The Digital Humanities movement is a growing paradigm that aims to explore the new possibilities created by the availability of huge archives of data, and powerful digital tools that can explore them rapidly. This allows researchers to explore, connect and interpret vast amounts of data in ways that were not possible before. In essence, it can be seen as a vast field of secondary analysis – we can look for trends in language, history and culture across all of written history, or examine one era across huge swaths of documents to gauge the mood or reasons behind changes in society. It has applications in many different disciplines including history, media studies, art, archaeology and linguistics.

It has been argued that digital humanities involves the study of new ways to read texts that were not possible or too time consuming before. For example, one can explore the word choices of a prodigious writer like Thomas Aquinas (Burdick et al. 2012), or everything a newspaper wrote about for 50 years (Wijfjes 2017). It’s a field in which librarians have become important facilitators, able to discover, curate and connect archives with methods of interoperation.

These approaches often focus on the quantification or statistical analysis of huge datasets, so are often associated with big data, and what is called ‘distance reading’. Here, statistics or visualisations give a cursory overview of a large number of texts, so allow a quick glance across many different sources. One of the seminal books in this area is Moretti’s Distant Reading (2013), which essentially argues that if scholars focus on just close reading one or two works, they are unable to get a sense of any wider objective ‘truth’. It feels to me like the debates about small sample sizes in qualitative research: how can you know objective and widely applicable facts by looking an only a few cases?

In both cases this is a bit of a false argument – the discussion is around two very different research methods, which are applied in very different research questions. A scholar who has devoted themselves to only reading Goethe’s Faust would be unlikely to claim that through this they understand all literature (or the human condition). In the same way, a qualitative researcher would be unlikely to claim they knew how to get everyone to stop using cars and ride bikes because they had interviewed three professional race cyclists.

Doubtless, it is a fantastic opportunity to be able to search through vast archives in the humanities to find particular words or topics, and this can help discovery of relevant sources that would otherwise have been overlooked. However, there is still a strong need in digital humanities research for ‘close reading’. Wilkens (2012) also notes that “We may very well still need to read some of the texts closely, but text-mining methods allow us to direct our scarce attention to those materials in which we already have reason to believe we will find relevant information”.

For researchers in fields where qualitative (primary) research is quite common, it is often suprising to discover that there is little use of traditional qualitative analysis software, like Nvivo, Atlas.TI, MAXQDA or Quirkos in the Digital Humanities. Instead, many practitioners have created their own web-based tools for ‘coding’ or tagging qualitative data sets from scratch, or new ones like Annotation Studio or Catma have evolved for specific fields and needs. It’s one of those weird silos of thinking and terminology that occur when fields and disciplines don’t overlap much – often people are doing the same thing but calling it something else. For example, few would call ‘close reading’ qualitative analysis, although it often involves some of the same approaches and conceptualisations.

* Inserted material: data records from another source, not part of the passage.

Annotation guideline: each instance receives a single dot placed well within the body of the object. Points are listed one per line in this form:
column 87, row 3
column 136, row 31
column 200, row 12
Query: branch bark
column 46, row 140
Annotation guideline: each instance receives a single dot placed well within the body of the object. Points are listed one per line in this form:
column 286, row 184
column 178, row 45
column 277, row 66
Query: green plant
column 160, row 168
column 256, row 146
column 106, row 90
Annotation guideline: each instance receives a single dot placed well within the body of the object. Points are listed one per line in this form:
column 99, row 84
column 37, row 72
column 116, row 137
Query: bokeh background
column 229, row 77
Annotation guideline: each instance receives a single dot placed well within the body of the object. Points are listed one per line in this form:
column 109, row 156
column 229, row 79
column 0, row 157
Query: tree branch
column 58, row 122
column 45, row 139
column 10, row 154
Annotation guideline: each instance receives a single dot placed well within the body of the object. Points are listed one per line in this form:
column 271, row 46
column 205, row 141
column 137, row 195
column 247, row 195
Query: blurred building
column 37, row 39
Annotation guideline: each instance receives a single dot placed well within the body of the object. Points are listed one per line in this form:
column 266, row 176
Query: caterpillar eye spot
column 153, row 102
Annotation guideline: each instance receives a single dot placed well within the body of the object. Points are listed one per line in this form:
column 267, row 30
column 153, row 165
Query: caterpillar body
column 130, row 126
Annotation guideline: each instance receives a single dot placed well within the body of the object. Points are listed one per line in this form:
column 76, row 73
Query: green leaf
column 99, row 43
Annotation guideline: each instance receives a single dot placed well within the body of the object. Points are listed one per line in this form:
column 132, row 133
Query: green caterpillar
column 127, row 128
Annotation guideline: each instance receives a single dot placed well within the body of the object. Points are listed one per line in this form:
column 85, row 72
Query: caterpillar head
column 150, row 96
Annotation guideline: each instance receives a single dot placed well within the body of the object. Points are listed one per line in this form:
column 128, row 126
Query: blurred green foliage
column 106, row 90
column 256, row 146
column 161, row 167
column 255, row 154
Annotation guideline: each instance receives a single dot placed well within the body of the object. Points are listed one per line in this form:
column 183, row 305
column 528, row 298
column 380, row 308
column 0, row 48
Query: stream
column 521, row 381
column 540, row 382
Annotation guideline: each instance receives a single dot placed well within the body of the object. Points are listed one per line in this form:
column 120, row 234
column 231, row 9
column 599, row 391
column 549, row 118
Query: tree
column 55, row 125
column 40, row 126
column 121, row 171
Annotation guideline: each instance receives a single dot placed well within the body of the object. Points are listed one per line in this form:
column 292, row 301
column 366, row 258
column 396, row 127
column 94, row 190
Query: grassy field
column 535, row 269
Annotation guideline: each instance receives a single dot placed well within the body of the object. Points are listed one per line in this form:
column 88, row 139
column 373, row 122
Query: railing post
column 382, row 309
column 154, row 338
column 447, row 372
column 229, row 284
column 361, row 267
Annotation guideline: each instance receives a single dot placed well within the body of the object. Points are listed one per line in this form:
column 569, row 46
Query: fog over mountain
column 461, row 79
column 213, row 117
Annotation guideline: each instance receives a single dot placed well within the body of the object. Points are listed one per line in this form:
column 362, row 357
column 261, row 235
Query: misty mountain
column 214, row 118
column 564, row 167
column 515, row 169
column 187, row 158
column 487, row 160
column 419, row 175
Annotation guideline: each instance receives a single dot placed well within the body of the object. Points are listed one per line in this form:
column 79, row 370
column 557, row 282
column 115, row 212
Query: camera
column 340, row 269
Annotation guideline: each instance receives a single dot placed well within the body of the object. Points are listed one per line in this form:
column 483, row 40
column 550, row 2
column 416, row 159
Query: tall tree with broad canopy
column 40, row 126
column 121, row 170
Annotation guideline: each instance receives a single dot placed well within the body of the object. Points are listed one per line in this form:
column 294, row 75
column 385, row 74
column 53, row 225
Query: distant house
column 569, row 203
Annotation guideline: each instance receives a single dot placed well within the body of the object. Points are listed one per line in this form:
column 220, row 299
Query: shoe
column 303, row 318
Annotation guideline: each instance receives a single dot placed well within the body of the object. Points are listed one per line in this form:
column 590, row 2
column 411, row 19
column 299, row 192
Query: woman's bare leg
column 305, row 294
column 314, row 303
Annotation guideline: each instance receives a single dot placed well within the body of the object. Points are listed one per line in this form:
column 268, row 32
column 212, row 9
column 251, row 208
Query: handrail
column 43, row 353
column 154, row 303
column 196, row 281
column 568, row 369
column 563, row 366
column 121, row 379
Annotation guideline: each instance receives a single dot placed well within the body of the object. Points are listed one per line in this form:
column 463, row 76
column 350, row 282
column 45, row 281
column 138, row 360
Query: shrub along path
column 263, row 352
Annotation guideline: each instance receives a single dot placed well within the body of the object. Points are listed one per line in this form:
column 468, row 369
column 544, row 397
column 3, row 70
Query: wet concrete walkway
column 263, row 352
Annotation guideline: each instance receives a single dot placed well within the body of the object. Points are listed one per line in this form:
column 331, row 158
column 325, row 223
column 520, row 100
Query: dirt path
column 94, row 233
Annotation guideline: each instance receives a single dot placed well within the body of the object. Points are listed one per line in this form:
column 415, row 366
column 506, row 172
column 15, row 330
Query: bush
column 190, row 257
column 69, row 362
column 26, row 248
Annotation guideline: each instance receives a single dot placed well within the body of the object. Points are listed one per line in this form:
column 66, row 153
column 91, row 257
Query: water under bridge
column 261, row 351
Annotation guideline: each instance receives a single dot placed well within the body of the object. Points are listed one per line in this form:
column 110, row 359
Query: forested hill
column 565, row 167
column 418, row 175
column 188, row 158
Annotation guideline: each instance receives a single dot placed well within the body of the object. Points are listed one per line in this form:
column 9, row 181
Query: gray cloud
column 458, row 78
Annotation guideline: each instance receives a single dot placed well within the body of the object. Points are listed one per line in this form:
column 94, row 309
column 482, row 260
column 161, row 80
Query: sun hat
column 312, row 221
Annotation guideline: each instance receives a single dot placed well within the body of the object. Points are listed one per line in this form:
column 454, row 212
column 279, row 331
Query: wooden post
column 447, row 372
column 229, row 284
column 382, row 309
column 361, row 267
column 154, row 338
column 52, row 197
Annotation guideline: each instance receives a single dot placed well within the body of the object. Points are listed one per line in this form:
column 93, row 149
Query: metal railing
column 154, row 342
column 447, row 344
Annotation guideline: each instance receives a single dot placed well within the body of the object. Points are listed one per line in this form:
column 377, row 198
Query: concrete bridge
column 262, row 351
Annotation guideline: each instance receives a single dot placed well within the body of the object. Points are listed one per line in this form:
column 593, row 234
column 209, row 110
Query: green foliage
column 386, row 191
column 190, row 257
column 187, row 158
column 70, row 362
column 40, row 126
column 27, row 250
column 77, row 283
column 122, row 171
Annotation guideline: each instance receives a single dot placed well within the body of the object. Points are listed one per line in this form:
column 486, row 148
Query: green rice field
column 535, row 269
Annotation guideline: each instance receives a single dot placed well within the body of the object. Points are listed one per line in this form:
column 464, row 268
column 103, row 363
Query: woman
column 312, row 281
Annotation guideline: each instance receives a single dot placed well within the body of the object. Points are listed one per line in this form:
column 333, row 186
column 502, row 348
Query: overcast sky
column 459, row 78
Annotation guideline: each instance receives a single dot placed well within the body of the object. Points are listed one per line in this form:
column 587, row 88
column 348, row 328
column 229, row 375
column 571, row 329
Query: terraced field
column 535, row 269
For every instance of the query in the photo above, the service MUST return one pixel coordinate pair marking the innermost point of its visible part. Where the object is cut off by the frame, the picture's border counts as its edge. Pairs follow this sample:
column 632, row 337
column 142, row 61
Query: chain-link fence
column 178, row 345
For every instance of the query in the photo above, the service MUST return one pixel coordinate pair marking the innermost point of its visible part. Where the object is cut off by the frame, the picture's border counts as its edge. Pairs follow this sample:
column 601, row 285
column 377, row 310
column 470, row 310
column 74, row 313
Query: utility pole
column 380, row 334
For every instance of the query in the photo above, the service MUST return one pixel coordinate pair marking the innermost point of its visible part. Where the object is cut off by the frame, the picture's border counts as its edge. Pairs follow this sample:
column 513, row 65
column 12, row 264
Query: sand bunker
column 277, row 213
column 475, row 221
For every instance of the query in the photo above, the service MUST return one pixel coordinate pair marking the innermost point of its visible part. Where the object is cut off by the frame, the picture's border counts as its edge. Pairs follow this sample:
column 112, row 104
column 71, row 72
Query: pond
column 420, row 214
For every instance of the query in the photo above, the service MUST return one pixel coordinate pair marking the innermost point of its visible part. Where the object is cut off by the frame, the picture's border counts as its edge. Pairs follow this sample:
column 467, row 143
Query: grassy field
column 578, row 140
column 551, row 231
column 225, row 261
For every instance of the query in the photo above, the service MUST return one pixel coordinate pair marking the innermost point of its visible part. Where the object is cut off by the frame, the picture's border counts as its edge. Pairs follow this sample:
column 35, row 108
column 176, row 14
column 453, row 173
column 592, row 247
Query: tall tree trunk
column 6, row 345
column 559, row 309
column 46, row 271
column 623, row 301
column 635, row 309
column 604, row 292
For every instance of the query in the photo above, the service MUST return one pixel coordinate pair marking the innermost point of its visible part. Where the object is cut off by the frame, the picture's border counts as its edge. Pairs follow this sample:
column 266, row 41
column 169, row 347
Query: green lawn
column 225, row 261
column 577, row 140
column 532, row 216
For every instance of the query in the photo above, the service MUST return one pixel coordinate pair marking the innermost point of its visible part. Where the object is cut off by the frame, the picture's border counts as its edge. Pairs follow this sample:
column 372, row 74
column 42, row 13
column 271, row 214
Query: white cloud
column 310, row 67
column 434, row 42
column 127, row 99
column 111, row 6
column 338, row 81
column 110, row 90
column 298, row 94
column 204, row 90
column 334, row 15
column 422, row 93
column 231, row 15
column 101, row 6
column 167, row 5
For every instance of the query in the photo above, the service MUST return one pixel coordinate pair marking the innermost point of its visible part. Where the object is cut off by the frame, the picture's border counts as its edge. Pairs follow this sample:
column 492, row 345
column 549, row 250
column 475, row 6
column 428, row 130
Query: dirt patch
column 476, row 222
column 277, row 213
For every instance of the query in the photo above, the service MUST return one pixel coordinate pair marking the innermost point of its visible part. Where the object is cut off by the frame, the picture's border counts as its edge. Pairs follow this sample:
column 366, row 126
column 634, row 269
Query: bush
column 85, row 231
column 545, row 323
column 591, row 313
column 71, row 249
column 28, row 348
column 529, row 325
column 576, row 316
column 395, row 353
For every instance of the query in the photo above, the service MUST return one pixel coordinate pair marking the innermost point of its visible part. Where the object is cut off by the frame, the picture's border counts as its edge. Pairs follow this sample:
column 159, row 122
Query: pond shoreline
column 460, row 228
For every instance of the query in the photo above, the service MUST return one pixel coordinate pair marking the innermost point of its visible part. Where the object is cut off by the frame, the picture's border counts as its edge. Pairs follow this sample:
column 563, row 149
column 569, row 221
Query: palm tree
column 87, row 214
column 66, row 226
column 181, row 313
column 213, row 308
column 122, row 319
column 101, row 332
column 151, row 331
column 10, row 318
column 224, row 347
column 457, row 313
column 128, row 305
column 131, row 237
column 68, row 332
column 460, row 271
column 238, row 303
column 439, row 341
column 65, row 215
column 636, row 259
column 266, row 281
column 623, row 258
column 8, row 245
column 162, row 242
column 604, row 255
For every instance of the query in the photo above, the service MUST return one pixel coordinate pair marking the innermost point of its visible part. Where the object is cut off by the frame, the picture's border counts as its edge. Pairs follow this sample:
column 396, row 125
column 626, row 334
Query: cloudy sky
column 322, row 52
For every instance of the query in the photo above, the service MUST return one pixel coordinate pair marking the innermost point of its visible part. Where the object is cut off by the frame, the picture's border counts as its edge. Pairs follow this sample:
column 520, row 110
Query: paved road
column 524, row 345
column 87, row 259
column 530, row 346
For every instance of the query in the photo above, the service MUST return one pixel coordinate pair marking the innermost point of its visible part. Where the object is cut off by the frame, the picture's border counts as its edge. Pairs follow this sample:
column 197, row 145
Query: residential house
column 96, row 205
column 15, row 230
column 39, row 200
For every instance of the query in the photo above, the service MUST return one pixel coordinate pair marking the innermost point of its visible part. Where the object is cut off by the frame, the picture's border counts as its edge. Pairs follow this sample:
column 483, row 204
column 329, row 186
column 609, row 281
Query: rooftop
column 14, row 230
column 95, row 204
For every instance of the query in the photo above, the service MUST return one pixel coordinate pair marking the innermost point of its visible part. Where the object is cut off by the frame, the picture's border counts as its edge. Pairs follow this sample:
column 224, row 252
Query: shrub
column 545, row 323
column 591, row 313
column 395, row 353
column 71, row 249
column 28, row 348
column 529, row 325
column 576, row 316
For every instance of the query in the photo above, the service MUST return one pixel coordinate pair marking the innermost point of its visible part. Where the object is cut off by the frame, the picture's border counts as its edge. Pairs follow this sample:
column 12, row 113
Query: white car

With the new REFI exchange format for qualitative software, there is the potential to reach out to colleagues in the Digital Humanities and discuss how qualitative software like Quirkos can engage better with other tools and approach, and vice versa. A common file format allows for much more exchange between people in the same fields, but also new ones. If a tool such as Catma implemented the REFI standard, people would be able to use different ways of reading and exploring the data offered by different software, perhaps discovering new ways of interpreting and performing ‘close reading’.

Previously we’ve seen very few people from the humanities and Digital Humanities (like those using historical archives) use Quirkos for qualitative analysis. Initially this was because of the lack of rich text support (which is now integrated into Quirkos 2), but also because many of these researchers simply aren’t looking for or aware of ‘qualitative analysis software’. But for those that have seen it, there has been strong desire to use a tool like Quirkos to perform close reading of resources in the humanities. Those that want to try this out can download the free trial of Quirkos, and see if it helps in their research endeavours. Yet, this is also early days of two evolving paradigms, and it will be interesting to see how new developments (like the REFI format) impact their respective fields in the next few years.